David Babbs is executive director at 38 Degrees.
The Government doesn’t have a plan for Brexit yet. That’s not necessarily a bad thing.
“Waffle”. That was one of the insults hurled at David Davis last week, when he updated Parliament on the Government’s plans for Brexit. Critics, including some Conservatives, complained about a lack of substance. But, whilst Anna Soubry isn’t alone in feeling that “‘Brexit means Brexit’ has surely passed its shelf life, it’s time for some detail”, it wouldn’t have been good for Britain if Davis had tried to come up with a polished plan for Brexit on his own.
Decisions about how Brexit works will affect all of us for decades to come. Designing the best way forward is in all of our interests. But it’s hard to imagine that the best way to do this would be for a few government ministers to have hunkered down over the summer to cobble something together. That may have generated better headlines last week, but it’d have been unlikely to have generated a plan which would serve us best in the years ahead.
A majority of voters, and nearly half of 38 Degrees members, voted for the UK to leave the European Union. For many who voted Leave, their vote reflected a high level of distrust in politicians and the establishment. Davis would have been very unwise indeed to interpret such a vote as a blank cheque for politicians like him to take all subsequent decisions behind closed doors.

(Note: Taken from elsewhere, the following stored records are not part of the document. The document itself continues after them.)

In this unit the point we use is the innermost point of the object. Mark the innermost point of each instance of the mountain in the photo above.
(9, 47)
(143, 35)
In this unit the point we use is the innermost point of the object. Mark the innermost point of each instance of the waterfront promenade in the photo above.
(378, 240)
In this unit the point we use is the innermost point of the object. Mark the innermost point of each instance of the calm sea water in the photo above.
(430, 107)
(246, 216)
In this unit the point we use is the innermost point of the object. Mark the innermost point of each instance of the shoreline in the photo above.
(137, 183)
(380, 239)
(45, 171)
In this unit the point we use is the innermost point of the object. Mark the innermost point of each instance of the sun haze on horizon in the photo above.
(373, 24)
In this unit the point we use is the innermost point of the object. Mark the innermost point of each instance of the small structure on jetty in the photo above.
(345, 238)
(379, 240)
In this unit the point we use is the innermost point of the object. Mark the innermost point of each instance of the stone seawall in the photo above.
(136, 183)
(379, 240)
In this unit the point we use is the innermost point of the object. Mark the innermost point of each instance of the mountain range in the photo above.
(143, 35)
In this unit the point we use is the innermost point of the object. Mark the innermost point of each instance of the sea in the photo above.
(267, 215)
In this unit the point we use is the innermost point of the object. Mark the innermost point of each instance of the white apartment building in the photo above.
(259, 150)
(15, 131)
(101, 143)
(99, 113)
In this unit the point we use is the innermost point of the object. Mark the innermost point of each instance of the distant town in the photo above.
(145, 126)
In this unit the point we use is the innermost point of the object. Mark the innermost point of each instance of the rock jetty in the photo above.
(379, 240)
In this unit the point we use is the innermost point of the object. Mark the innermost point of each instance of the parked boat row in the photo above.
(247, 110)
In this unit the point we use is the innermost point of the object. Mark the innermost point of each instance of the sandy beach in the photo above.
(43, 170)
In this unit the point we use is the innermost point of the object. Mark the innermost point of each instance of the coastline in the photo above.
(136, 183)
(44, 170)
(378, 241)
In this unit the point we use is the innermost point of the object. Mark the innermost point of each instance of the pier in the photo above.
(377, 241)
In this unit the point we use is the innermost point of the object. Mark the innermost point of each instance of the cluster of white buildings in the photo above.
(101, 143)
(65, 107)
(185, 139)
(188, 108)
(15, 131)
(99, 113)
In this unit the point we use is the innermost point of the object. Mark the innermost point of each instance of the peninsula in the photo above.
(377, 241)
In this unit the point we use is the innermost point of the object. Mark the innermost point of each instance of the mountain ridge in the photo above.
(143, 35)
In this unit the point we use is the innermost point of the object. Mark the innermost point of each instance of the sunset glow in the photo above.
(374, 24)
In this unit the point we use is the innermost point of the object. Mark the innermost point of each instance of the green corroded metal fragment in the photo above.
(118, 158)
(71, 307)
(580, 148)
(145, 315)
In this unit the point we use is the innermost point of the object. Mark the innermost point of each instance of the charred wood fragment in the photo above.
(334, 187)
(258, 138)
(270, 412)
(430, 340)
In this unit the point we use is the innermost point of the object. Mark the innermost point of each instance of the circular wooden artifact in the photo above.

When I helped launch 38 Degrees, seven years ago, one of our founding assumptions was that democracy works better when more people get involved. Big decisions like what kind of Brexit will work best for the UK are far too important to leave to politicians. It looks like the public agrees with us about this. Opinion polling, paid for by 38 Degrees members, found that only one in four voters felt confidence in the Government’s ability to lead Brexit successfully.
So, whilst some may ridicule Davis for saying he wants “to build a national consensus” about Brexit, I think that’s an important aim. I also don’t think it’s unrealistic. Common ground can be found between leavers and remainers, if we are willing to look for it. Now, he needs to prove he’s committed to finding that consensus, by setting out how he’s going to enable the public to feed in their views.

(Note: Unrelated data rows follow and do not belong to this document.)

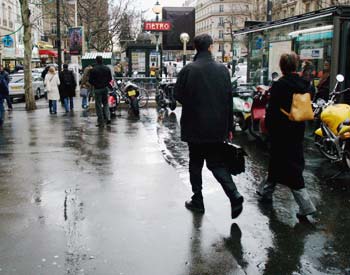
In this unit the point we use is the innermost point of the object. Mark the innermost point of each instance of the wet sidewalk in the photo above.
(76, 199)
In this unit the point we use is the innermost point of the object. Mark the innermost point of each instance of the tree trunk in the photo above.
(27, 40)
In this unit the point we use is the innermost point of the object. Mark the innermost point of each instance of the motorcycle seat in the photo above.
(347, 122)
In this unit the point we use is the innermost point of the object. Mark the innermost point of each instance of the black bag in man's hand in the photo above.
(234, 157)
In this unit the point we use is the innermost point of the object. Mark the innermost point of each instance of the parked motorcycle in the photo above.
(113, 99)
(333, 136)
(242, 103)
(166, 96)
(258, 111)
(130, 93)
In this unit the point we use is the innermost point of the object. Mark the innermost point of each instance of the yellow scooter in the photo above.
(333, 136)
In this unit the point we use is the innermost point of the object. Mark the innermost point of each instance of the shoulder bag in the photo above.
(234, 158)
(301, 108)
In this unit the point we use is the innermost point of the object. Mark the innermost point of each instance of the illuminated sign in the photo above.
(157, 26)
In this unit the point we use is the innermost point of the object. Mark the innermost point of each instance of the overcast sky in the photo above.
(148, 4)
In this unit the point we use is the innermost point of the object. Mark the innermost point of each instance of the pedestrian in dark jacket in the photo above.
(67, 88)
(4, 92)
(100, 77)
(204, 90)
(287, 163)
(6, 96)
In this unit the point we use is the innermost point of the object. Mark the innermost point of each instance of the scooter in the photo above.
(113, 99)
(166, 96)
(242, 104)
(130, 93)
(333, 137)
(258, 111)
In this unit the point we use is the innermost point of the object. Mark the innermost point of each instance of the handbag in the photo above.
(234, 158)
(301, 109)
(84, 92)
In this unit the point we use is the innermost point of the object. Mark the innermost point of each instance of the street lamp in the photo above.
(185, 38)
(157, 10)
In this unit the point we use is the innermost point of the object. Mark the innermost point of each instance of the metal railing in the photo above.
(151, 84)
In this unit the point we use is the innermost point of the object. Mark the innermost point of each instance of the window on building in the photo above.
(307, 7)
(4, 21)
(292, 11)
(10, 17)
(53, 29)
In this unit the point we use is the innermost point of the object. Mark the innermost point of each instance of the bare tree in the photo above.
(104, 21)
(27, 40)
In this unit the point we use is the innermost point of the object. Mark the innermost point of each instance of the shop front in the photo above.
(320, 39)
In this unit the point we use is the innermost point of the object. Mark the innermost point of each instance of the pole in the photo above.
(269, 10)
(58, 42)
(75, 58)
(184, 56)
(76, 13)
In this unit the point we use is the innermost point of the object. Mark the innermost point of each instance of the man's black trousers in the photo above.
(212, 153)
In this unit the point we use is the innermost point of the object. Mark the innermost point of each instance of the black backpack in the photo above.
(4, 88)
(68, 78)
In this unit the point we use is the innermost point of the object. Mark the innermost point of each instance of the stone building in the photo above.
(11, 32)
(219, 18)
(287, 8)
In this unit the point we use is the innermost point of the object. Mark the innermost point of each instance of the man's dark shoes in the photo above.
(236, 207)
(195, 206)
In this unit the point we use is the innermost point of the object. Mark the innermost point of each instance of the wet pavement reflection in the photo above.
(76, 199)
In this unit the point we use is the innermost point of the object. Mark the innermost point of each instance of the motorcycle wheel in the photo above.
(239, 119)
(135, 106)
(143, 98)
(112, 111)
(328, 150)
(346, 156)
(172, 105)
(252, 131)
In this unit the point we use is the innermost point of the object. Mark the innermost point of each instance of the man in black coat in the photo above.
(204, 90)
(99, 78)
(67, 88)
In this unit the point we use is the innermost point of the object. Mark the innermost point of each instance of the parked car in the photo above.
(16, 86)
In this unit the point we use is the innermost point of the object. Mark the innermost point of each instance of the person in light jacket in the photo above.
(287, 162)
(52, 83)
(203, 88)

38 Degrees members were as divided on the referendum as everyone else. But, despite this split, they’ve been working together to crowdsource a Brexit plan, since June. We’ve found that the public has a strong desire to roll up their sleeves and get stuck in. Unlike many politicians and commentators, they’re less interested in waiting for the Government to fail, than in making Brexit work. For example, this is how Jake, a 38 Degrees member from Yorkshire, put it: “Following our vote to leave Europe, whether people voted to remain or leave is irrelevant. The die is cast, and we need to make the best of it we can.”
To date, over 250,000 people have taken part in the 38 Degrees “DIY Brexit” consultation. They’ve joined conference calls, co-edited google docs, and, between them, answered over eight million survey questions. Leavers and remainers from all walks of life have been sharing their views, and helping to draw up a set of principles and priorities for how they think Brexit should work, covering key areas such as the NHS, the economy, trade, immigration, rights, and the environment.
Even in an area as contentious as immigration, it’s been possible to have a sensible conversation, and to identify shared priorities for what any new immigration system should look like. We’ve agreed that any new measures to manage immigration should be accompanied by measures to tackle unscrupulous employment practices, which have taken advantage of immigrants, and created tensions among local workers. There’s significant consensus that Britain should welcome new arrivals with skills to contribute to our economy — those who will work in public services, like the NHS, should be welcomed — and that we should take our fair share of refugees. I was joined on one conference call by a refugee living in Manchester, a crofter from the Shetlands, a builder who’d seen his income drop since the accession of new EU states, and a Brit studying in Spain. They all had different perspectives, but we had a thoughtful conversation, and found a lot of common ground.
The 38 Degrees version of a Brexit plan isn’t finished, and it would be hypocritical for us to claim it was the perfect product. We need to take our time, and bring in a range of different voices. It will evolve further, as 38 Degrees members get feedback from their neighbours, their local MPs, experts on the left and right, and, hopefully, ministers like Davis.
Developing a “national consensus” on how Brexit should work won’t be easy. The questions are complicated. Some of the divisions between leavers and remainers run deep. The political pressure to rush to conclusions will be fierce. MPs of all stripes will need to get out of their entrenched positions, and start discussing with their constituents how Brexit could work. And Davis will need to set out how the public can, more formally, feed into his government’s thinking.
But Brexit will work best if the Government accepts that the referendum result must be the start of a genuine conversation with the public — not voters’ first and last chance to have a say. If politicians are willing to get out of their bunker and let the public into the discussion, it can be done.